Antoinette Fouque inspirera la tendance « Psychanalyse et politique » au sein du MLF, mais peu de gens se rappellent aujourd’hui de cette période prolifique à la suite de 1968.
Les explorations de Deleuze et Guattari dans « L’Anti-Œdipe », questionnant sur un mode iconoclaste paradoxal les rapports entre capitalisme et schizophrénie, sont également presque tombées dans l’oubli, désormais plus connues de quelques intellectuels que du commun des mortels.
Bernard Maris avait bien pointé « capitalisme et pulsion de mort », mais a été assassiné par des soi-disant « ennemis de l’occident » bien campés dans leur rôle d’épouvantail, sous-traitants paradoxaux de « la loi et l’ordre » que leurs passages à l’acte déclenchent.
De son côté, Roland Gori, après « L’appel des appels », maintient le flambeau, la « Fabrique de nos servitudes » gardant les braises rougeoyantes dans un créneau à la limite du confidentiel, en nous avertissant entre autres de l’aberrante mise en place de consultations psychologiques par des « agents conversationnels dans le cadre de la prise en charge des pathologies mentales », c’est à dire des générateurs informatiques d’algorithmes en guise de relation thérapeutique. L’IA, promue par le ministère de la santé, ou comment s’éviter les embarras du transfert, en quelque sorte, mais aussi sa capacité thérapeutique réelle.
Il faudrait encore citer Franz Fanon, Castoriadis, et quelques autres qui ont su voir et osé explorer les liens entre psyché et politique.

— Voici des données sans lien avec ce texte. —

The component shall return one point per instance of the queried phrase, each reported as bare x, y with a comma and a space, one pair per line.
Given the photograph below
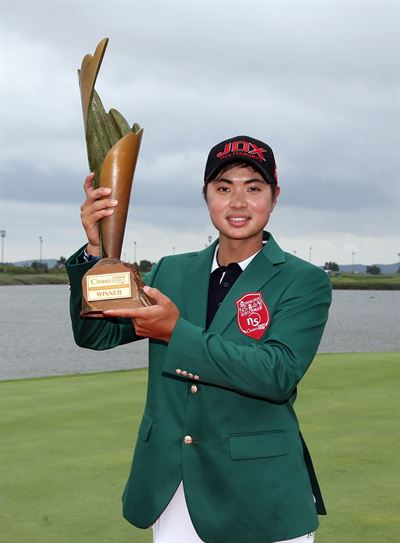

Oubliettes ou refoulement ?
Mais, ignorants de cette toile de fond, de nombreux militants ont désormais tendance, en grossissant le trait, à considérer l’écoute de soi comme du nombrilisme petit-bourgeois, quand les fervents de l’approche psychique penchent de leur côté plus fréquemment pour considérer l’activiste politique comme fasciné par l’extériorité, tentant pathétiquement de réparer ses blessures narcissiques.
Extraversion et introversion sont pourtant bien deux tendances fondamentales, qui apparaissent et s’opposent là, leurs partisans oubliant qu’elles sont complémentaires, toutes les deux nécessaires au développement humain et que l’enjeu est de les réunir, de se situer comme leur intersection, leur point de rencontre dialectique.
La dynamique psychique s’inscrit dans le devenir, et supporte mal la stagnation dans des certitudes, aussi hautes de vue soient-elles, qui sont en fait les conséquences d’injonctions comportementales, introjections de ce qu’il convient d’être ou à l’inverse contre-identification réactionnelles. Mais l’humain n’est pas réductible à un système performatif, utilitariste.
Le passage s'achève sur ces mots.